A data search device specifies a first cluster that is closest to an input query, specifies another cluster that is different from the first cluster that includes the target data and whose distance from the input query is within the first distance, by using a first distance indicating a distance from the position of the input query to the center of the first cluster, extracts the target data that belongs to the other cluster and whose distance from the input query is within the first distance or the target data that belongs to the other cluster and whose distance from the center of the other cluster is greater than a second distance and searches the target data similar to the input query from the target data that belongs to the first cluster and the target data that is extracted from the other cluster.

Description

    CROSS-REFERENCE TO RELATED APPLICATION
  • This application is based upon and claims the benefit of priority of the prior Japanese Patent Application No. 2016-148562, filed on Jul. 28, 2016, the entire contents of which are incorporated herein by reference.
  • FIELD
  • The embodiment discussed herein is related to a computer-readable recording medium, and the like.
  • BACKGROUND
  • In recent years, there is a similarity search process, such as image search, voice search, or the like, that searches for data similar to a query from enormous amount of unstructured data in a database and outputs the data to be searched.
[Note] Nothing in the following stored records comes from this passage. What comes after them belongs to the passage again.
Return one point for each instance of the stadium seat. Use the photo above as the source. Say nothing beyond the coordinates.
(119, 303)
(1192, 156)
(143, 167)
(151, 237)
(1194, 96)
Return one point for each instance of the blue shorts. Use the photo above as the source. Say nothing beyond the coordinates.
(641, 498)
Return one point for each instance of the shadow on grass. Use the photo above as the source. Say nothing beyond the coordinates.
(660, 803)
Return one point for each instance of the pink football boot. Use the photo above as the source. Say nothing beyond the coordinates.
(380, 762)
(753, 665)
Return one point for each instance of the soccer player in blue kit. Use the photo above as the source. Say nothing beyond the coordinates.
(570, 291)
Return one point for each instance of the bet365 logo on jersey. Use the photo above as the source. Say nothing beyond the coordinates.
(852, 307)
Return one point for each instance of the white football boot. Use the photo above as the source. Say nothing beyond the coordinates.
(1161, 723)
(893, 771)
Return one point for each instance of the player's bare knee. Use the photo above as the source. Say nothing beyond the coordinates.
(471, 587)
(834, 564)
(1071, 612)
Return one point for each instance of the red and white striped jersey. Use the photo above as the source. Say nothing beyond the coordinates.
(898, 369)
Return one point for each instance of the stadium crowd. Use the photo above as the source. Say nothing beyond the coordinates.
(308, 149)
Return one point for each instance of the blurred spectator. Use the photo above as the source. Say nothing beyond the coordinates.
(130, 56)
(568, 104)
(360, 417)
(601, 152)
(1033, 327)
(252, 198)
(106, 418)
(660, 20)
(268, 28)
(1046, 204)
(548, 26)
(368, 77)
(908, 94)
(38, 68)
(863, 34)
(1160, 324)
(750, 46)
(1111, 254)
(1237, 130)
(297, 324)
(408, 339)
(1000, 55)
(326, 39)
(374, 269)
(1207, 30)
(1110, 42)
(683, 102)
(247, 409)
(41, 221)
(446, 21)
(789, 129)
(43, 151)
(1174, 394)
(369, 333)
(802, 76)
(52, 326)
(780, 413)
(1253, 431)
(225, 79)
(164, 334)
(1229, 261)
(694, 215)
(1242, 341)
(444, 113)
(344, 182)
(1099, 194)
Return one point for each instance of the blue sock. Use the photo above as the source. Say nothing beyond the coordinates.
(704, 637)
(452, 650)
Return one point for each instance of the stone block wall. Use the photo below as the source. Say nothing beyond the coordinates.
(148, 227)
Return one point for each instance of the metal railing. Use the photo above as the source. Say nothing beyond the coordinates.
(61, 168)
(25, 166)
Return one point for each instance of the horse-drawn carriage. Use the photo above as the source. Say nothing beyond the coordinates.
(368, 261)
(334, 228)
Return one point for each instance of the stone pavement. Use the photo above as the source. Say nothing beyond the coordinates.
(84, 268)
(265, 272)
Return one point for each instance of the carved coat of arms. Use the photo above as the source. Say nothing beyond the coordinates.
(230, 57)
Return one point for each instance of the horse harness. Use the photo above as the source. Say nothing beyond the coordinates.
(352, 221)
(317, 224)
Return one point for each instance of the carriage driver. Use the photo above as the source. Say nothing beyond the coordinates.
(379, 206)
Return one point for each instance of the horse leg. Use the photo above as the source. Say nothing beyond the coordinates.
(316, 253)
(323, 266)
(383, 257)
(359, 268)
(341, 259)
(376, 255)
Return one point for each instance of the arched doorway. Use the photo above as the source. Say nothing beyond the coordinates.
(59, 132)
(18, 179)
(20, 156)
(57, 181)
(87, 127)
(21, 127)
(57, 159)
In the similarity search process, the processing time is increased because 1) an amount of searched target data is enormous, 2) an amount of data is daily increased, 3) an amount of individual data is large, and the like. Consequently, there is a need to speed up the similarity search process.
  • A description will be given of an example of a conventional technology that speeds up the similarity search process. FIG. 13 is a schematic diagram illustrating a conventional technology 1. For example, in the conventional technology 1, by performing clustering, a plurality of pieces of data is classified to a plurality of clusters 1 to 8. The conventional technology 1 compares a position 10 of a query with the region of the clusters 1 to 8 and determines the cluster that includes the query. The conventional technology 1 performs a similarity search process by using a query on the data that is included in the determined cluster. In the example illustrated in FIG. 13, because the cluster that includes the query is the cluster 5, the conventional technology 1 performs the similarity search process on the data, as the target, that is included in the cluster 5.
  • However, as described in the conventional technology 1, if the search target is limited to a single cluster, the data that is originally similar may sometimes be excluded and the accuracy of the similarity search may possibly be degraded. In contrast, there is a conventional technology 2.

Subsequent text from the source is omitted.